9. The rise of new companies, new businesses, and the turbo-charging of some older companies

There is value in exhaust data, that mountain of random, unstructured, and at times ephemeral data by-products, which may appear to be trash. What may be one person's trash is another's treasure. The data sitting in companies is forming new revenue streams for them. 

Manufacturing, for example, is starting to aggregate the data from its suppliers across the supply chain and tapping into new insights as a result of this exhaust data. Companies are reselling these "new" insights to other participants in the supply chain. This means that data is becoming a revenue source for companies and is responsible for the emergence of brand new companies.

>Big Data Directive: With the technologies, processes, and people in place, companies will begin to unearth data and insights they never knew existed or that they had access to. Companies must be ready to capitalize on these "new" insights and have a plan in place to monetize this data. Appointing a data leader to guide this new data stream and apply directives for tapping into these insights will help to ensure success and drive sales. 

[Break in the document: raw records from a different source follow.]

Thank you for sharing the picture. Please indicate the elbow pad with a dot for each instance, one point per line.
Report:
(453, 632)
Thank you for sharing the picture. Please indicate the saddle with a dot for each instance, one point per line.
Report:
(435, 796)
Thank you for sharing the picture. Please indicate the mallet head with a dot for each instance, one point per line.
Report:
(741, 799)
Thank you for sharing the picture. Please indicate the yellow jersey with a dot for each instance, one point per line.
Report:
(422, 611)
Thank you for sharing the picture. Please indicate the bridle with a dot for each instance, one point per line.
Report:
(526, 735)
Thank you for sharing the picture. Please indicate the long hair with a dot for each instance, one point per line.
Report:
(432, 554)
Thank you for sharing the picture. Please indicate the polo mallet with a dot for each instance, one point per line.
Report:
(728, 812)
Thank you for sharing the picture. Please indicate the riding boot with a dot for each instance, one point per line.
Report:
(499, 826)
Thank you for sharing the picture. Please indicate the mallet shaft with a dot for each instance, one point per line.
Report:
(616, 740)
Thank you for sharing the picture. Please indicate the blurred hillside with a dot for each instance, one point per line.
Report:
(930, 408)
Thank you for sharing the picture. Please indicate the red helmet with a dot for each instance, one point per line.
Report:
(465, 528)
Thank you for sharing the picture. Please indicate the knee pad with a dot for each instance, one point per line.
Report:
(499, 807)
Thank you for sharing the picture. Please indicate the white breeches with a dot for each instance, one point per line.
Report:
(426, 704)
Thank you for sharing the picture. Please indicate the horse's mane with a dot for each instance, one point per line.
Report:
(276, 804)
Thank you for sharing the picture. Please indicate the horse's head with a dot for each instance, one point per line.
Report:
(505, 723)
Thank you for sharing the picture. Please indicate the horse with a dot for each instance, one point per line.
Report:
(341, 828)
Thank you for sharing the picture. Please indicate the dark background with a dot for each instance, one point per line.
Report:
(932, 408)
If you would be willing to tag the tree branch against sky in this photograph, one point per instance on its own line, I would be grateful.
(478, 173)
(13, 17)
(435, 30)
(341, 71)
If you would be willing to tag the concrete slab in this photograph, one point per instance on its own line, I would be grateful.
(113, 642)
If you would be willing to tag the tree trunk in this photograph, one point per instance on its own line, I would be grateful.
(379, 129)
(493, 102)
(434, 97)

10. Privacy concerns will grow

Big Data will give rise to new businesses and revenue streams, but it will also create the emergence of greater security risks and privacy concerns. As companies pull together and aggregate data, some won't actually anticipate the value of that data. I think we will see examples this year of data breaches that increase the concern over privacy and security. When we start to see this breakdown in security and rising concerns around privacy, lawmakers will want to enact restrictions, which will create a debate around the role of government in relation to Big Data.

>Big Data Directive: There are some straightforward ways to deal with consumers' privacy concerns. The first creates transparency about exactly what data companies are collecting and how they intend to use it. The second offers consumers control over their data. In return, consumers will learn to appreciate the companies that do so.